Exclusively available on PS4, Omen of Sorrow feels very old fashioned. Remember when fighting games were at the height of their success and there was seemingly a new one released every month? Omen of Sorrow feels like a product of those times. Although it sure does look a lot nicer. Rendered in 3D, character models are detailed and have a lot of… well, character. They’re only let down by some stilted animations. The game’s environments are also rather detailed too, although there’s never anything interesting going on in the background. But then does that really matter? The combat is the real focus, and while it isn’t going to wow you, it is fairly entertaining.
Despite Omen of Sorrow‘s visuals being rendered in 3D, the gameplay is strictly kept on the 2D plane. It essentially plays like an old 2D fighting game, or at least on the face of it, with you having access to light and heavy punches, light and heavy kicks, throws, and a range of special moves. Think Street Fighter and you’re about there. You can even power up your special moves by expending some of your special meter, or save it so that you can perform highly destructive super attacks. Dig no deeper than that and you could mistake Omen of Sorrow for being dreadfully basic. When you start figuring out the game’s Fate/Fortune system, however, you discover that it does have some depth.

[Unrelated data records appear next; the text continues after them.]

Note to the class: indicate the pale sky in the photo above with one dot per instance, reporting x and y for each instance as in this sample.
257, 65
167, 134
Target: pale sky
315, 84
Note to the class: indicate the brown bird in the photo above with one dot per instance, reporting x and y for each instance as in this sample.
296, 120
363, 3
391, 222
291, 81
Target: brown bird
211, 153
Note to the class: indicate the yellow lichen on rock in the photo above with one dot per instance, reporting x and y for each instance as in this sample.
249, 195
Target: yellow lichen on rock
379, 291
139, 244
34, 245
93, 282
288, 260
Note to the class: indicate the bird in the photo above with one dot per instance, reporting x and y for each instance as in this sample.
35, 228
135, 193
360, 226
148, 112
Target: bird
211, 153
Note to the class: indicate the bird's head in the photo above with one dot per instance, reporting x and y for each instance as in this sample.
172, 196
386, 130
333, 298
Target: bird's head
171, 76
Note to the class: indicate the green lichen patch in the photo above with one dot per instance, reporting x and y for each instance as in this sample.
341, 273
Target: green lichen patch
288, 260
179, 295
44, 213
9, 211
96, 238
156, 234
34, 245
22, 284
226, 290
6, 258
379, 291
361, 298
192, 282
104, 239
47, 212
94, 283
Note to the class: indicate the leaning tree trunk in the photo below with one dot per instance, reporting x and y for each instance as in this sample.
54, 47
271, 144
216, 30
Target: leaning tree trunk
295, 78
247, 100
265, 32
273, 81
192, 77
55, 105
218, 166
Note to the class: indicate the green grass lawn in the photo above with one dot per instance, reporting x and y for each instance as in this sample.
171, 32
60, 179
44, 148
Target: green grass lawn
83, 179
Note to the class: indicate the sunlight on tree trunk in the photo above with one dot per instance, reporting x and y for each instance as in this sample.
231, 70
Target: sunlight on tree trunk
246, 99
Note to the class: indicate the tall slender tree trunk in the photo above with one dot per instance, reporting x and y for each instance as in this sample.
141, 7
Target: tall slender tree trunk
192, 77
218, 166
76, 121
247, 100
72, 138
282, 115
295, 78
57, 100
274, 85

Rewarding those who take the fight to their opponent, effective manipulation of Omen of Sorrow‘s Fate/Fortune system can really affect the outcome of battle. It determines if you have access to a counter move after blocking, for example, the speed at which you recover a limited portion of your health, and even if you have access to a special “Blessed” state which increases your damage and grants you more free-form combo opportunities. It rewards those who get stuck in – even more so if they’re successful with their attacks – while punishing those who play defensively or try to avoid combat altogether.
Even with its Fate/Fortune system though, Omen of Sorrow still feels old-fashioned and quite basic. Though that doesn’t mean it isn’t fun. Battles are won with sneaky leg sweeps and well-timed light punches rather than grand 10-hit plus combos and aerial assaults, and in some ways it makes a refreshing change. The game’s unusual roster of fighters helps too, even if there aren’t that many of them. There are nine horrific pugilists available from the outset, with another couple to unlock. Most are fairly conventional to play with such as the mysterious Gabriel, who anyone who mains Ryu will feel right at home with. A few are less so, however, including Radegonda who can fly around the screen at will, and Imhotep who instead of jumping simply dislodges the upper part of his body which can then be moved independently to strike from a distance.
On the mode front, Omen of Sorrow has everything you’d expect; Arcade, Versus, Training, Survival, they’re all here. You can also take the action online to play casual and ranked matches, and both seem to work well providing you can find an opponent – there aren’t many people playing it at the moment. Surprisingly, the game also features a story mode which is split into three parts, each based around a small group of the game’s roster of fighters. Unfortunately it’s a bit of a dud though; the story just isn’t interesting at all, and is presented in a really dull manner. You’ll sit reading text boxes for the most part as characters stand on the screen, with bouts of combat thankfully breaking up the tedium. If you want to unlock all of the items in the game’s Gallery though, you’ll have to persist with it.
All things considered, Omen of Sorrow is a very competent fighting game. It just doesn’t have the same level of polish that so many others have. And there’s the problem: for its current retail price of £44.99/$49.99, you’d expect more. Shave a third off that price and you’d probably feel quite happy with your purchase, especially if you’re a fan of quirky fighting games. At its current price though, its small roster of fighters, stilted animations and lacklustre story mode will having you wishing you’d saved your money, especially when you try to take the action online and can’t find any opponents. Omen of Sorrow isn’t a bad game by any means. In fact, it’s probably better than you expect it to be. It’s just not good enough to warrant a full price purchase.